Traceback (most recent call last):
File “…/fit/fit_test_pymc.py”, line 432, in
trace = pm.sample_smc(start=start, draws=kw.n_draws, n_steps=kw.n_tune_smc, chains=kw.n_chains,
File “/net/scratch/auger/conda/envs/teresa_py38_pymc311/lib/python3.8/site-packages/pymc3/smc/sample_smc.py”, line 196, in sample_smc
results = pool.starmap(
File “/net/scratch/auger/conda/envs/teresa_py38_pymc311/lib/python3.8/multiprocessing/pool.py”, line 372, in starmap
return self._map_async(func, iterable, starmapstar, chunksize).get()

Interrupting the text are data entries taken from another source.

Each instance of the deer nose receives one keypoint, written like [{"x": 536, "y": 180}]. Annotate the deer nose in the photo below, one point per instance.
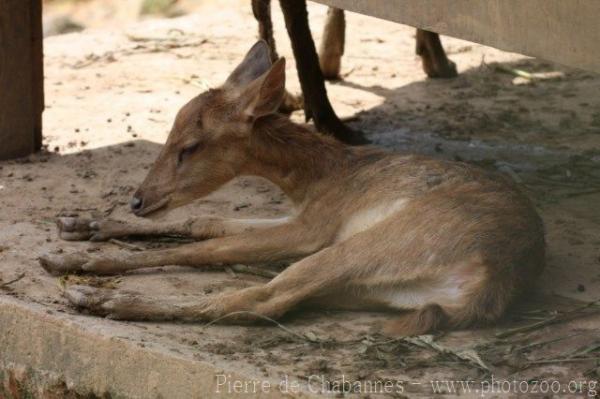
[{"x": 136, "y": 204}]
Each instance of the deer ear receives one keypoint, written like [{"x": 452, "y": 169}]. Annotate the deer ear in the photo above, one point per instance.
[
  {"x": 264, "y": 96},
  {"x": 255, "y": 64}
]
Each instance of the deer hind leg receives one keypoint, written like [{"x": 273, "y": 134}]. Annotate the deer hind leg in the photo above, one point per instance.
[
  {"x": 332, "y": 43},
  {"x": 80, "y": 229},
  {"x": 435, "y": 62}
]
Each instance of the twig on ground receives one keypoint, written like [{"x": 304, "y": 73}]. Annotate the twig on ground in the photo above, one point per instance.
[
  {"x": 230, "y": 271},
  {"x": 126, "y": 245},
  {"x": 257, "y": 271},
  {"x": 260, "y": 316},
  {"x": 558, "y": 318},
  {"x": 564, "y": 360},
  {"x": 468, "y": 356}
]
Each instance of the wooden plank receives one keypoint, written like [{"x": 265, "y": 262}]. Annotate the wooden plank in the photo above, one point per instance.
[
  {"x": 563, "y": 31},
  {"x": 21, "y": 77}
]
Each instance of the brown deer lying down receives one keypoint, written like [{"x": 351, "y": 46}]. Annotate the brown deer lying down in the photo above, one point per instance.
[
  {"x": 312, "y": 69},
  {"x": 445, "y": 244}
]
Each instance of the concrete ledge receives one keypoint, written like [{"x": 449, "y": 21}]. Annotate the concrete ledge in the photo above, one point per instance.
[{"x": 45, "y": 354}]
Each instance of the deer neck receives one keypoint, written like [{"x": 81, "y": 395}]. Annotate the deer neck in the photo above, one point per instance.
[{"x": 294, "y": 158}]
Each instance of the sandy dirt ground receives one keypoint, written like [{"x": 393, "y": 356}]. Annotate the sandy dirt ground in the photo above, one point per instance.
[{"x": 112, "y": 93}]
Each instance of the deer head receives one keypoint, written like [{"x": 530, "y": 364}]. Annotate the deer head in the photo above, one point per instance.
[{"x": 209, "y": 142}]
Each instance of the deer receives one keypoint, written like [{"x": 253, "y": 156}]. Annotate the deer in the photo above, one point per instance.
[
  {"x": 313, "y": 69},
  {"x": 441, "y": 244}
]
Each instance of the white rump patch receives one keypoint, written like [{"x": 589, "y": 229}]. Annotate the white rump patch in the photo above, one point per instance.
[{"x": 367, "y": 218}]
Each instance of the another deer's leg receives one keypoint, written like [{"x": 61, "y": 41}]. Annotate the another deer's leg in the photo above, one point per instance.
[
  {"x": 76, "y": 229},
  {"x": 435, "y": 62},
  {"x": 318, "y": 274},
  {"x": 284, "y": 241},
  {"x": 316, "y": 103},
  {"x": 262, "y": 13},
  {"x": 332, "y": 43}
]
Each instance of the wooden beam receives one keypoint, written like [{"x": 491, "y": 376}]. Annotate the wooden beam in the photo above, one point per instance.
[
  {"x": 563, "y": 31},
  {"x": 21, "y": 77}
]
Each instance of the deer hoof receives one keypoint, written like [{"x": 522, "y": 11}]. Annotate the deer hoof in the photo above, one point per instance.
[
  {"x": 64, "y": 264},
  {"x": 81, "y": 229},
  {"x": 102, "y": 302}
]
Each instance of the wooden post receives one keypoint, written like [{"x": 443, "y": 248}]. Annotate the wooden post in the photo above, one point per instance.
[{"x": 21, "y": 77}]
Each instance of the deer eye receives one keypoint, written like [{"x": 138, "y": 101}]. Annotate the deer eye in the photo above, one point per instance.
[{"x": 186, "y": 152}]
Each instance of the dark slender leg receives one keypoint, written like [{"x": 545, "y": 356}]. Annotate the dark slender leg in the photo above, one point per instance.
[
  {"x": 262, "y": 13},
  {"x": 332, "y": 44},
  {"x": 435, "y": 62},
  {"x": 316, "y": 103}
]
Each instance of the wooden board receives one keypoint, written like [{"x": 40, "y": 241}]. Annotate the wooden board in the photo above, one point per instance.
[
  {"x": 21, "y": 77},
  {"x": 564, "y": 31}
]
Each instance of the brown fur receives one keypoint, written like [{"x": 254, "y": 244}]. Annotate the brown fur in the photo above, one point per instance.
[{"x": 447, "y": 244}]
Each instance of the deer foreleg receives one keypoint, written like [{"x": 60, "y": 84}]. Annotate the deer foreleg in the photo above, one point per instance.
[
  {"x": 75, "y": 229},
  {"x": 279, "y": 242},
  {"x": 316, "y": 275}
]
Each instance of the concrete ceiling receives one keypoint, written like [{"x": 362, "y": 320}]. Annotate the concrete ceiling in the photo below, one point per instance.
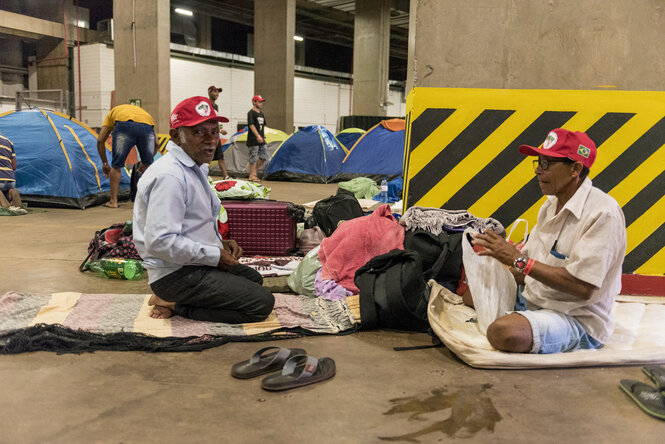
[{"x": 329, "y": 21}]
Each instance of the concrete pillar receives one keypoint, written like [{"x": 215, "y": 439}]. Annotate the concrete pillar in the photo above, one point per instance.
[
  {"x": 11, "y": 56},
  {"x": 524, "y": 44},
  {"x": 142, "y": 57},
  {"x": 53, "y": 65},
  {"x": 203, "y": 31},
  {"x": 274, "y": 47},
  {"x": 371, "y": 51}
]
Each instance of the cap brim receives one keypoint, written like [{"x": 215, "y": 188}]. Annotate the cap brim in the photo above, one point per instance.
[{"x": 533, "y": 151}]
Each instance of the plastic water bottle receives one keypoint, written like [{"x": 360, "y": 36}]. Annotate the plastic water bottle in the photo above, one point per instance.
[
  {"x": 117, "y": 268},
  {"x": 383, "y": 195}
]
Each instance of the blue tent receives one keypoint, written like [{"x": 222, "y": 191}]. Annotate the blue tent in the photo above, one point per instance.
[
  {"x": 57, "y": 160},
  {"x": 309, "y": 155},
  {"x": 378, "y": 153},
  {"x": 349, "y": 136}
]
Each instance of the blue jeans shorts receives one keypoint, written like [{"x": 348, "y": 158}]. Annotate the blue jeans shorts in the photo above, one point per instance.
[
  {"x": 256, "y": 152},
  {"x": 128, "y": 134},
  {"x": 554, "y": 332},
  {"x": 6, "y": 186}
]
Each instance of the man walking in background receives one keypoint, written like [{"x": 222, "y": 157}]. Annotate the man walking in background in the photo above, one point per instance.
[
  {"x": 9, "y": 195},
  {"x": 130, "y": 125},
  {"x": 256, "y": 141},
  {"x": 213, "y": 95}
]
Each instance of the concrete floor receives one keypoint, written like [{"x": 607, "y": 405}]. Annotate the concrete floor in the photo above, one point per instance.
[{"x": 378, "y": 393}]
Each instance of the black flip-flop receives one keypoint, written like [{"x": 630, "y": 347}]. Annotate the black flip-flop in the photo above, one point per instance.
[
  {"x": 298, "y": 371},
  {"x": 266, "y": 360},
  {"x": 657, "y": 375},
  {"x": 647, "y": 397}
]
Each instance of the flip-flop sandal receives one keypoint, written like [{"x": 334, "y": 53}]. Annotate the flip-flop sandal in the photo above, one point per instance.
[
  {"x": 647, "y": 397},
  {"x": 298, "y": 371},
  {"x": 266, "y": 360},
  {"x": 657, "y": 375}
]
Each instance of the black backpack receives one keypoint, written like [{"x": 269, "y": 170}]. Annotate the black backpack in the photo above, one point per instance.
[
  {"x": 329, "y": 212},
  {"x": 441, "y": 255},
  {"x": 393, "y": 293}
]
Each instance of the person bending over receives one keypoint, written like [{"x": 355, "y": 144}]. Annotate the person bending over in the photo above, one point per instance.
[
  {"x": 191, "y": 270},
  {"x": 256, "y": 142},
  {"x": 9, "y": 196},
  {"x": 130, "y": 126},
  {"x": 570, "y": 267}
]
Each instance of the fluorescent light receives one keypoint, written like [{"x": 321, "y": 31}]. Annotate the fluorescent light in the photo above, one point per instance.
[{"x": 184, "y": 11}]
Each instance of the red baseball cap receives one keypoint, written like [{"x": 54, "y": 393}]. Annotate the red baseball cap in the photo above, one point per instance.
[
  {"x": 574, "y": 145},
  {"x": 192, "y": 111}
]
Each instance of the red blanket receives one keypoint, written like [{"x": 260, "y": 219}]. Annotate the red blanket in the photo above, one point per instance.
[{"x": 355, "y": 242}]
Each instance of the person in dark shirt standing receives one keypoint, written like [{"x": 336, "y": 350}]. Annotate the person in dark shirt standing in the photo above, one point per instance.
[
  {"x": 213, "y": 95},
  {"x": 256, "y": 141}
]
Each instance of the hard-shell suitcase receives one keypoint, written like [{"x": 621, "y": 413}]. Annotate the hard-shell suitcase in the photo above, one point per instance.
[{"x": 260, "y": 227}]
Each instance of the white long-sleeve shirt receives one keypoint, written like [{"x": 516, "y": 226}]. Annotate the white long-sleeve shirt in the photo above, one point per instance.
[
  {"x": 590, "y": 236},
  {"x": 175, "y": 215}
]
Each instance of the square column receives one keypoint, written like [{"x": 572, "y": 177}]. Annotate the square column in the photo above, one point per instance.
[
  {"x": 274, "y": 49},
  {"x": 371, "y": 51},
  {"x": 142, "y": 57}
]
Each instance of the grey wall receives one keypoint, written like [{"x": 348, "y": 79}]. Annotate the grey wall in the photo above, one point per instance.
[{"x": 555, "y": 44}]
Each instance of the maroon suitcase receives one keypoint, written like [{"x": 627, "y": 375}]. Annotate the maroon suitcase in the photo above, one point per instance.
[{"x": 260, "y": 227}]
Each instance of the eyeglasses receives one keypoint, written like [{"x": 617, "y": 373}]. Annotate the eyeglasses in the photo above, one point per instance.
[
  {"x": 545, "y": 163},
  {"x": 203, "y": 132}
]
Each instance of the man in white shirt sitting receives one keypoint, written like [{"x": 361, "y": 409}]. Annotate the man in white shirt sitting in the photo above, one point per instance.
[
  {"x": 191, "y": 270},
  {"x": 572, "y": 262}
]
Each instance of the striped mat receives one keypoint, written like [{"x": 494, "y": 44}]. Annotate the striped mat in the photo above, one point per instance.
[{"x": 106, "y": 314}]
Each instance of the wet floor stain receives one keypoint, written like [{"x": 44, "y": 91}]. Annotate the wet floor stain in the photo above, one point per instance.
[{"x": 471, "y": 410}]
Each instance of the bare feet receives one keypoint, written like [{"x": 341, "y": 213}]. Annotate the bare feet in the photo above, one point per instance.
[
  {"x": 158, "y": 312},
  {"x": 162, "y": 309}
]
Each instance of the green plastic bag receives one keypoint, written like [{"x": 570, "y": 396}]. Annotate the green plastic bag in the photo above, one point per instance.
[
  {"x": 239, "y": 189},
  {"x": 361, "y": 187},
  {"x": 301, "y": 281}
]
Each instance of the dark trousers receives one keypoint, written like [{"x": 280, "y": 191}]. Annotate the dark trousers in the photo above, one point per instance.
[{"x": 208, "y": 294}]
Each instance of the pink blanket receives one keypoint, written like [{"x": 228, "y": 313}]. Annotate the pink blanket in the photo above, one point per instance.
[{"x": 355, "y": 242}]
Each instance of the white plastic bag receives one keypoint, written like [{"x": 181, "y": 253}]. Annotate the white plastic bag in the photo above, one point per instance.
[
  {"x": 492, "y": 286},
  {"x": 521, "y": 243}
]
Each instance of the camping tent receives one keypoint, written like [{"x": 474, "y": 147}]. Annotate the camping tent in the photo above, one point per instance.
[
  {"x": 57, "y": 160},
  {"x": 378, "y": 153},
  {"x": 236, "y": 153},
  {"x": 349, "y": 136},
  {"x": 309, "y": 155}
]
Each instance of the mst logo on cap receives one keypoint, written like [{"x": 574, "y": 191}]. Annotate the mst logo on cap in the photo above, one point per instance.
[
  {"x": 563, "y": 143},
  {"x": 203, "y": 108},
  {"x": 192, "y": 111},
  {"x": 550, "y": 141}
]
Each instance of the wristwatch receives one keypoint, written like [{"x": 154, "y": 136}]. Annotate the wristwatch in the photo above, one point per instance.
[{"x": 520, "y": 263}]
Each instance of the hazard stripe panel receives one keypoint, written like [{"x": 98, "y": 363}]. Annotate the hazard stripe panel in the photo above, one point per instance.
[{"x": 463, "y": 154}]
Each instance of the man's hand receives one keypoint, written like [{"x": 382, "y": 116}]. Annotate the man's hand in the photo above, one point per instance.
[
  {"x": 226, "y": 260},
  {"x": 496, "y": 246},
  {"x": 232, "y": 247}
]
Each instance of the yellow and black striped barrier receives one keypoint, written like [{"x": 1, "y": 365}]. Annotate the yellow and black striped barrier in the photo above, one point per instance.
[
  {"x": 462, "y": 153},
  {"x": 162, "y": 140}
]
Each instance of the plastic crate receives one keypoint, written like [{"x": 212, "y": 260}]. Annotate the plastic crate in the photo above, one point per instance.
[{"x": 261, "y": 228}]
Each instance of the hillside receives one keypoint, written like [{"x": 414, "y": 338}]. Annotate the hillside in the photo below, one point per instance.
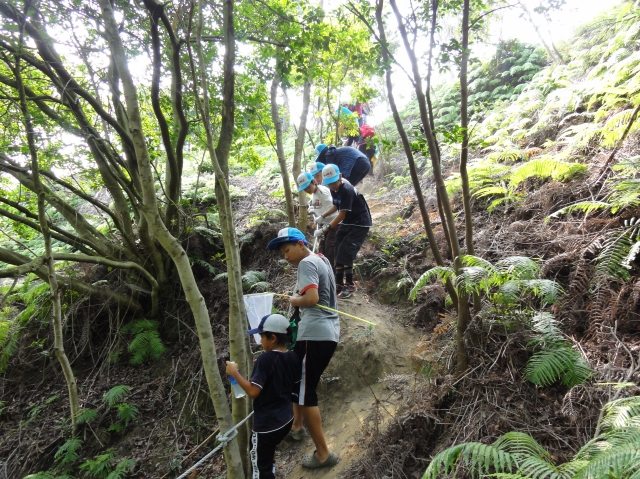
[{"x": 553, "y": 342}]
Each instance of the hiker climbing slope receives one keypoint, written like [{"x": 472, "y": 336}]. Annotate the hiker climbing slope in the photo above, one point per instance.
[
  {"x": 353, "y": 164},
  {"x": 352, "y": 223},
  {"x": 321, "y": 202},
  {"x": 318, "y": 335}
]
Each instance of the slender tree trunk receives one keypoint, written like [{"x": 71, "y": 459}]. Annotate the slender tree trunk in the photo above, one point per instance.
[
  {"x": 173, "y": 247},
  {"x": 463, "y": 306},
  {"x": 297, "y": 156},
  {"x": 552, "y": 55},
  {"x": 415, "y": 179},
  {"x": 464, "y": 151},
  {"x": 427, "y": 91},
  {"x": 56, "y": 306},
  {"x": 284, "y": 170},
  {"x": 464, "y": 123},
  {"x": 238, "y": 341}
]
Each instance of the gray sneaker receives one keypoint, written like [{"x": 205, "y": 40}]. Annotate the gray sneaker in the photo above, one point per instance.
[
  {"x": 298, "y": 435},
  {"x": 347, "y": 290}
]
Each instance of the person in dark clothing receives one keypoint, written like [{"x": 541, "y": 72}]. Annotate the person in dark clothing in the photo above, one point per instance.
[
  {"x": 352, "y": 163},
  {"x": 352, "y": 222},
  {"x": 272, "y": 386}
]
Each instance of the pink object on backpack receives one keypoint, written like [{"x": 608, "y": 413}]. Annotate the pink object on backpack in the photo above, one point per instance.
[{"x": 367, "y": 131}]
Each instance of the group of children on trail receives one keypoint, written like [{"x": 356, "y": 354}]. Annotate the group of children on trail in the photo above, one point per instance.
[{"x": 283, "y": 383}]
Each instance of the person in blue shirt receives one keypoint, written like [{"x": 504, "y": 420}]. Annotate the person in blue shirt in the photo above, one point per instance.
[
  {"x": 352, "y": 163},
  {"x": 352, "y": 224},
  {"x": 273, "y": 386},
  {"x": 348, "y": 125}
]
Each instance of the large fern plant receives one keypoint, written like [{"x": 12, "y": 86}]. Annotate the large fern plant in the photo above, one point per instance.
[
  {"x": 614, "y": 454},
  {"x": 511, "y": 284}
]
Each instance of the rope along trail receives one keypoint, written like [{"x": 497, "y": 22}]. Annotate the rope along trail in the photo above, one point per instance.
[
  {"x": 330, "y": 309},
  {"x": 231, "y": 434},
  {"x": 224, "y": 439}
]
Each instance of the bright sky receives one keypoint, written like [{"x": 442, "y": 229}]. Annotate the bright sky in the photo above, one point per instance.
[{"x": 573, "y": 14}]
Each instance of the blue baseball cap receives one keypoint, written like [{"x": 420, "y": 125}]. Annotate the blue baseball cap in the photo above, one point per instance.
[
  {"x": 272, "y": 323},
  {"x": 330, "y": 174},
  {"x": 319, "y": 149},
  {"x": 286, "y": 235},
  {"x": 315, "y": 167},
  {"x": 304, "y": 180}
]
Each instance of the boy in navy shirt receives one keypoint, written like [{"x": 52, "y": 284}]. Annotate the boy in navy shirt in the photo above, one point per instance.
[
  {"x": 318, "y": 336},
  {"x": 275, "y": 375},
  {"x": 352, "y": 223}
]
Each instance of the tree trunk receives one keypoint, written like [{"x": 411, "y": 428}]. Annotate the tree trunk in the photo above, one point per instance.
[
  {"x": 238, "y": 340},
  {"x": 464, "y": 152},
  {"x": 303, "y": 219},
  {"x": 550, "y": 52},
  {"x": 173, "y": 247},
  {"x": 415, "y": 179},
  {"x": 282, "y": 160},
  {"x": 463, "y": 306},
  {"x": 56, "y": 306}
]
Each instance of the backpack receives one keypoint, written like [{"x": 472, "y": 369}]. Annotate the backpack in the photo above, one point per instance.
[
  {"x": 367, "y": 131},
  {"x": 293, "y": 323}
]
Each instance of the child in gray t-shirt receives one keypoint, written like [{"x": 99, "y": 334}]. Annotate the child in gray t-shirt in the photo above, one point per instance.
[{"x": 318, "y": 335}]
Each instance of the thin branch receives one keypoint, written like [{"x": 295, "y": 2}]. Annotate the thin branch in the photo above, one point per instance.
[
  {"x": 473, "y": 24},
  {"x": 353, "y": 9}
]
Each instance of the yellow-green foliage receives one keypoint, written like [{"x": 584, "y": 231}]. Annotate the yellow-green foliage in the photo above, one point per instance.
[
  {"x": 615, "y": 453},
  {"x": 590, "y": 99}
]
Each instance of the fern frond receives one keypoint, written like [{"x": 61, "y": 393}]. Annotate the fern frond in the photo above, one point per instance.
[
  {"x": 615, "y": 126},
  {"x": 521, "y": 445},
  {"x": 585, "y": 207},
  {"x": 625, "y": 194},
  {"x": 224, "y": 275},
  {"x": 68, "y": 452},
  {"x": 37, "y": 291},
  {"x": 127, "y": 412},
  {"x": 442, "y": 273},
  {"x": 116, "y": 394},
  {"x": 546, "y": 167},
  {"x": 260, "y": 286},
  {"x": 87, "y": 415},
  {"x": 493, "y": 190},
  {"x": 612, "y": 255},
  {"x": 620, "y": 462},
  {"x": 471, "y": 279},
  {"x": 146, "y": 343},
  {"x": 123, "y": 469},
  {"x": 539, "y": 468},
  {"x": 519, "y": 267},
  {"x": 546, "y": 324},
  {"x": 557, "y": 361},
  {"x": 476, "y": 457},
  {"x": 470, "y": 260},
  {"x": 547, "y": 290},
  {"x": 618, "y": 413}
]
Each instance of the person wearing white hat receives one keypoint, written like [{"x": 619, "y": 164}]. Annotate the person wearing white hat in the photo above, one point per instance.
[
  {"x": 273, "y": 386},
  {"x": 321, "y": 202},
  {"x": 352, "y": 163},
  {"x": 317, "y": 340},
  {"x": 315, "y": 169},
  {"x": 352, "y": 223}
]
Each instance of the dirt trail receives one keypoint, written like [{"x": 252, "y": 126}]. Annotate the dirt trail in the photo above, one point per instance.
[{"x": 350, "y": 387}]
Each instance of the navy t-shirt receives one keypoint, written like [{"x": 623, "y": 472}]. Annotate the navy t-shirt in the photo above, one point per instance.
[
  {"x": 348, "y": 199},
  {"x": 276, "y": 373}
]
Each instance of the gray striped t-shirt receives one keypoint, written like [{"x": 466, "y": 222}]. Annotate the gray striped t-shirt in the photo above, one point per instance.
[{"x": 317, "y": 324}]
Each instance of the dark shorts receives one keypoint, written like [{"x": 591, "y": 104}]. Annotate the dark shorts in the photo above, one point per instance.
[
  {"x": 263, "y": 450},
  {"x": 359, "y": 171},
  {"x": 315, "y": 357},
  {"x": 349, "y": 240},
  {"x": 328, "y": 247}
]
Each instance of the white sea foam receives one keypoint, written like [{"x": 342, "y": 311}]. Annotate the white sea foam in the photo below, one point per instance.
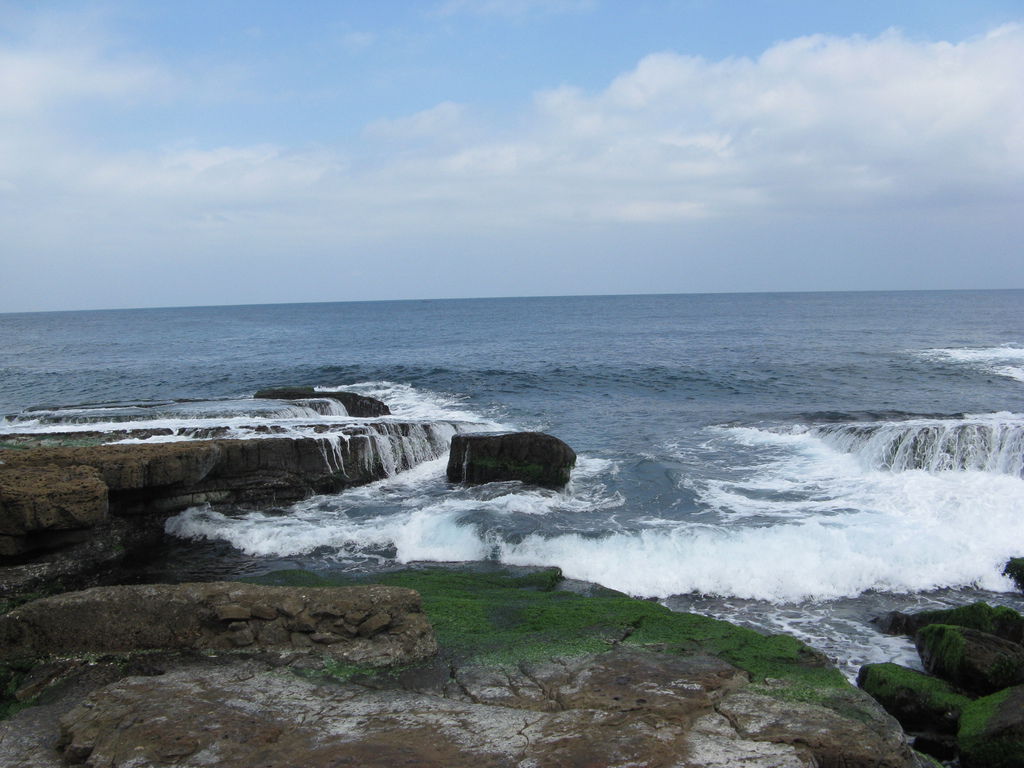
[
  {"x": 407, "y": 402},
  {"x": 1005, "y": 360},
  {"x": 805, "y": 521}
]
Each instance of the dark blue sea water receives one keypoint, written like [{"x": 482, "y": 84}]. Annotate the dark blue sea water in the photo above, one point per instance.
[{"x": 795, "y": 461}]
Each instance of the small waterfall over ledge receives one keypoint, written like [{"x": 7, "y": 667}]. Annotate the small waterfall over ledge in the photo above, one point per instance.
[{"x": 992, "y": 443}]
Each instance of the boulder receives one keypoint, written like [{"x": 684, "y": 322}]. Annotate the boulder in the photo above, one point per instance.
[
  {"x": 998, "y": 621},
  {"x": 974, "y": 660},
  {"x": 48, "y": 498},
  {"x": 991, "y": 733},
  {"x": 530, "y": 457},
  {"x": 358, "y": 406},
  {"x": 372, "y": 625},
  {"x": 927, "y": 707}
]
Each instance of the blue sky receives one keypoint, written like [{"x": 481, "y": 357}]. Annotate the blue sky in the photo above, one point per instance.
[{"x": 196, "y": 153}]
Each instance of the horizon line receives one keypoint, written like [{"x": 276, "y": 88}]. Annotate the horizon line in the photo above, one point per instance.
[{"x": 532, "y": 296}]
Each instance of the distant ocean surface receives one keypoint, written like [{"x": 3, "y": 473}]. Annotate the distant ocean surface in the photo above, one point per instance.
[{"x": 797, "y": 462}]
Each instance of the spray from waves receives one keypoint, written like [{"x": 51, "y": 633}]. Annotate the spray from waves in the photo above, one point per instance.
[
  {"x": 987, "y": 443},
  {"x": 407, "y": 401},
  {"x": 855, "y": 529},
  {"x": 1005, "y": 360},
  {"x": 413, "y": 516},
  {"x": 246, "y": 418}
]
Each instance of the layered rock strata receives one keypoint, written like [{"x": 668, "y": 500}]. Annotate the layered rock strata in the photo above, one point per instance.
[
  {"x": 373, "y": 625},
  {"x": 968, "y": 708},
  {"x": 103, "y": 501}
]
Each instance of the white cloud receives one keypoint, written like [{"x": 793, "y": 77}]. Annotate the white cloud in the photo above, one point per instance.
[
  {"x": 34, "y": 80},
  {"x": 441, "y": 121},
  {"x": 816, "y": 126}
]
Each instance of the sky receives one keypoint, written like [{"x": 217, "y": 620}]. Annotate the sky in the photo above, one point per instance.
[{"x": 196, "y": 153}]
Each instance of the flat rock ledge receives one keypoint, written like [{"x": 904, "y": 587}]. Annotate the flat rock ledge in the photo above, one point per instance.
[
  {"x": 69, "y": 514},
  {"x": 529, "y": 457},
  {"x": 628, "y": 707},
  {"x": 373, "y": 625}
]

File “/net/scratch/auger/conda/envs/teresa_py38_pymc311/lib/python3.8/multiprocessing/pool.py”, line 771, in get
raise self._value
AssertionError

Sometimes it will also look like this:
Initializing SMC sampler…
Sampling 4 chains in 16 jobs
/net/scratch/auger/conda/envs/teresa_py38_pymc311/lib/python3.8/site-packages/pymc3/sampling.py:1925: UserWarning: The effect of Potentials on other parameter>
warnings.warn(
Stage: 0 Beta: 0.000
Stage: 1 Beta: 0.009
Stage: 2 Beta: 0.027
Stage: 3 Beta: 0.062
Stage: 4 Beta: 0.126
Stage: 5 Beta: 0.254
Stage: 6 Beta: 0.537
Stage: 7 Beta: 0.977
Stage: 8 Beta: 1.000
multiprocessing.pool.RemoteTraceback:
“”"
Traceback (most recent call last):
File “/net/scratch/auger/conda/envs/teresa_py38_pymc311/lib/python3.8/multiprocessing/pool.py”, line 125, in worker
result = (True, func(*args, **kwds))

so in this case the sampler finished and then the same error appeared in the end.